Le carnaval de mort des dealers djihadistes
Politis.fr
Donc nous serions en guerre. Bigre. Juridiquement cela signifie : la peine de mort peut être rétablie et les libertés suspendues, car qui dit guerre dit espions. Admettons-le un instant. Alors c’est une guerre civile, car la plupart des victimes et des terroristes sont français. Guerre entre qui et qui ?

Les galeries de photos dans les journaux donnent une réponse terrible : 130 victimes innocentes presque toutes « blanches » et « jeunes bobos », les terroristes tous d’origine maghrébine et banlieusards. Mais Français ou Belges. Une guerre entre « Je suis Charlie » et « Je ne suis pas Charlie » ?

Attention. Ces chiffres sont faussés par les attentats des terrasses et du Bataclan. Trois kamikazes se sont fait sauter « pour rien » au Stade de France, et celui qui devait se faire sauter dans le 18e a renoncé. S’ils étaient allés jusqu’au bout, le ratio ethnique aurait pu être inversé.

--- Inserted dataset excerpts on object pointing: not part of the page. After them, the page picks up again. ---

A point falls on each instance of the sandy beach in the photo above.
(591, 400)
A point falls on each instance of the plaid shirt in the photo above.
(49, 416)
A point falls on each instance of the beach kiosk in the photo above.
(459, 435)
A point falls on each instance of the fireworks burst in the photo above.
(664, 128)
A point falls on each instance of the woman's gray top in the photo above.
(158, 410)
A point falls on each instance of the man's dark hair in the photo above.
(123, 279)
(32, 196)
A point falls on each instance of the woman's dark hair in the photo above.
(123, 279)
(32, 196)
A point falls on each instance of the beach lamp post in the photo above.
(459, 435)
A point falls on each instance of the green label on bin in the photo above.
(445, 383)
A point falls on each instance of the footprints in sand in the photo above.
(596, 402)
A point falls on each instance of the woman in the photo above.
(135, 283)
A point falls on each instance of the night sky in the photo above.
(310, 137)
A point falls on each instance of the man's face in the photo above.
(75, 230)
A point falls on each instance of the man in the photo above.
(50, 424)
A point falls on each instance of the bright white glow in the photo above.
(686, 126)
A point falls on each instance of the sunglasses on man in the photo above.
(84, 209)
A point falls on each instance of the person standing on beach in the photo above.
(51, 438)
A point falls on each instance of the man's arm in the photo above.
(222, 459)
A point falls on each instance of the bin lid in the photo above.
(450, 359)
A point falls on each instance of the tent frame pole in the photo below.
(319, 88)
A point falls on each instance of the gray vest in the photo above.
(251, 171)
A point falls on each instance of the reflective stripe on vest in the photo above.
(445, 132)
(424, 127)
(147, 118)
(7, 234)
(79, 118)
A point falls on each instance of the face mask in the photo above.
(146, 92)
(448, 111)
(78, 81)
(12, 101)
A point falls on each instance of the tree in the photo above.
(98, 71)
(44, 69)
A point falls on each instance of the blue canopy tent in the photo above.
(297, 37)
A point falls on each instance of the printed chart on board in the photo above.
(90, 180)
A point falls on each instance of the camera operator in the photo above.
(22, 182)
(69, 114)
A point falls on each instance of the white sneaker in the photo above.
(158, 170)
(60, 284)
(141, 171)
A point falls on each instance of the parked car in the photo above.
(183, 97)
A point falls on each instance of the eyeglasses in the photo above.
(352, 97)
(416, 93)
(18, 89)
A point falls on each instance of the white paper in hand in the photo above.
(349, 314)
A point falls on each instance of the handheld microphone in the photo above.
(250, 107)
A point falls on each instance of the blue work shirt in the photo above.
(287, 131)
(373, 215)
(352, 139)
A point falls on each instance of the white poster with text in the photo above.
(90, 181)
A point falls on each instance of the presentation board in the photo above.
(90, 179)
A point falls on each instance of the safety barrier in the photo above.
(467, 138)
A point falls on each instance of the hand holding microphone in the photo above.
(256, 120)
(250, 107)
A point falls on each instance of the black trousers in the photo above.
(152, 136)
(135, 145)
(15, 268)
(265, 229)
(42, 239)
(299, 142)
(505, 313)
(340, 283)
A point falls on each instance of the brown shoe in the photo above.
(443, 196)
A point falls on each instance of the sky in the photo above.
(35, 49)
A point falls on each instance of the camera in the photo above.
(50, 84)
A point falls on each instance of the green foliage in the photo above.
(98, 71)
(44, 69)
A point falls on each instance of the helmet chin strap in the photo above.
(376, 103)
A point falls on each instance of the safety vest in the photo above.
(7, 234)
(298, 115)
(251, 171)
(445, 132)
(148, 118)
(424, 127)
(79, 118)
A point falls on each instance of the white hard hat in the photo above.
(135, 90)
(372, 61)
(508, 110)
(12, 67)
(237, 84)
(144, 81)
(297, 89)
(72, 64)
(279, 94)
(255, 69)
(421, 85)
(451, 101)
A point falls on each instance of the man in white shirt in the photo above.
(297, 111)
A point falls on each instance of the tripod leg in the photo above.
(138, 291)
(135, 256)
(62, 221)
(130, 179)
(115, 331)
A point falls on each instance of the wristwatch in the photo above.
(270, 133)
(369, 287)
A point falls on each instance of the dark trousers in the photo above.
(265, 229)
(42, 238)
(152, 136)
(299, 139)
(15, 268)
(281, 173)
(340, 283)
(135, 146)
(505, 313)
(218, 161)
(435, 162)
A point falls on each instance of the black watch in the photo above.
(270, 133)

Hasard ? Ou au contraire prise de conscience de ce que c’est, la mort qu’ils allaient donner ?

Les assassins ne visaient pas tant les « Français de souche » que tous les modes d’intégration à la française : le foot (et le mythe Zidane), les études, la musique et la bouffe. La « blanchitude » du 10e-11e traduit la puissance de la division ethnique de l’espace francilien, mais ces terrasses incarnaient bien ce qui leur fait horreur : leur sœurs qui font des études et boivent une bière avec des feujs. Non la face obscure de l’Occident, mais sa face lumineuse. C’est pourquoi ils ont provoqué le contraire de ce qu’ils cherchaient, et la déclaration d’amour de Magyd Cherfi (Zebda) à la France, comme Aragon en 1941 : ma France, mon ancienne et nouvelle querelle.

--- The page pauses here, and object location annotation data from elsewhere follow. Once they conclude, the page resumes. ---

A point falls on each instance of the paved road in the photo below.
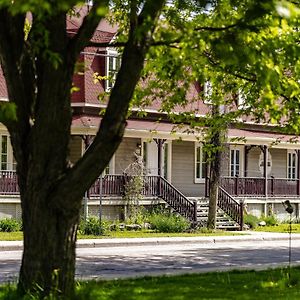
(140, 260)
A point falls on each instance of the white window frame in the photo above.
(288, 166)
(207, 92)
(144, 153)
(241, 160)
(110, 79)
(110, 167)
(198, 162)
(10, 163)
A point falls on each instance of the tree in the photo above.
(38, 69)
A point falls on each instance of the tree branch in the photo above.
(11, 58)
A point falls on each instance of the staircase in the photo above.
(229, 213)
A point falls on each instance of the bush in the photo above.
(10, 225)
(168, 223)
(92, 226)
(270, 220)
(251, 220)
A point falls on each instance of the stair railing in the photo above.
(180, 203)
(231, 207)
(154, 185)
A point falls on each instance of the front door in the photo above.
(236, 160)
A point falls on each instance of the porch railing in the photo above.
(153, 185)
(259, 186)
(9, 183)
(177, 200)
(231, 207)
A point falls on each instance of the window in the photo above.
(4, 152)
(207, 91)
(110, 168)
(113, 63)
(200, 164)
(235, 162)
(292, 165)
(242, 100)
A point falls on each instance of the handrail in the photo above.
(9, 183)
(154, 185)
(231, 207)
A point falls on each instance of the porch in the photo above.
(155, 187)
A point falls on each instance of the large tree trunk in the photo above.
(39, 84)
(49, 248)
(217, 135)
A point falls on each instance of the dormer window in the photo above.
(113, 63)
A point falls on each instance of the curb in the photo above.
(127, 242)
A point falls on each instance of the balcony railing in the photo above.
(9, 183)
(235, 186)
(259, 186)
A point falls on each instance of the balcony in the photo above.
(259, 186)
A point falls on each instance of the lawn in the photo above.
(270, 284)
(17, 236)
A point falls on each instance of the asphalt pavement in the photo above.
(117, 242)
(134, 257)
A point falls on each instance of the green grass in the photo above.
(270, 284)
(279, 228)
(11, 236)
(18, 236)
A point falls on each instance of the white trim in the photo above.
(146, 134)
(290, 151)
(110, 53)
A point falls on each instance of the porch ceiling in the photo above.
(148, 129)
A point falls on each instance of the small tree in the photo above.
(134, 188)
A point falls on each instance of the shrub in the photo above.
(251, 220)
(9, 225)
(168, 223)
(270, 220)
(92, 226)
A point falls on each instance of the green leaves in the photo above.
(8, 112)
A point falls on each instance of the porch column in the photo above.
(265, 150)
(247, 150)
(87, 139)
(298, 172)
(159, 143)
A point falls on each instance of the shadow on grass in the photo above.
(272, 284)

Ils détruisent en tout cas la géographie fantasmée des Guilluy et des Todd : l’alliance des bobos et des immigrés contre les classes populaires blanches, dans l’indifférence de la bourgeoisie. La nuit du 13 novembre, on pouvait dormir tranquille dans les beaux quartiers et dans les lotissements des chômeurs « français ». Panique de Daech devant une telle alliance (à laquelle ceux des terrasses étaient sans doute les mieux enclins, culturellement) ?

Il y a un an, Daech séduisait encore les « mères Teresa » et autres gentils idéalistes. Le crime atroce du vendredi 13 marque une rupture complète. Daech descend dans la gamme sociale, pas tout en bas, mais dans la petite bourgeoisie illicite des « quartiers » : dealers moyens des troquets louches et marchands de sommeil, qui passent d’une violence à une autre sans passer par la case religion.

C’est un phénomène social international. Dans toute l’Amérique du Sud, des marginalisés un peu débrouillards passent des guérillas aux narcos, et des narcos aux paramilitaires. Ici, des « deuxième génération » en crise d’identité (psychologisés finement par Olivier Roy), et qui se revêtent d’identités d’emprunt successives, propres à impressionner tout en se rassurant. Ce que la sociologie urbaine appelle « carnavalisme », et dont la cousine Hasna offre un tragique specimen.

Ces jeunes sont bien de chez nous. Nous, les Européens. Jusque dans le choix de Bruxelles, la capitale de l’Union, mais depuis deux siècles aussi le refuge obligé de ceux qui, poètes ou communards, fuyaient la tyrannie ou la morgue parisienne. Mais ils ne sont qu’une infime partie de ceux de chez nous présentant le même profil. La plupart des musulmans écœurés par le « plafond de verre » raciste ne seront pas dealers, la plupart des dealers de nos banlieues tomberont, ou se paieront un mariage à 200 000 euros et se rangeront des voitures.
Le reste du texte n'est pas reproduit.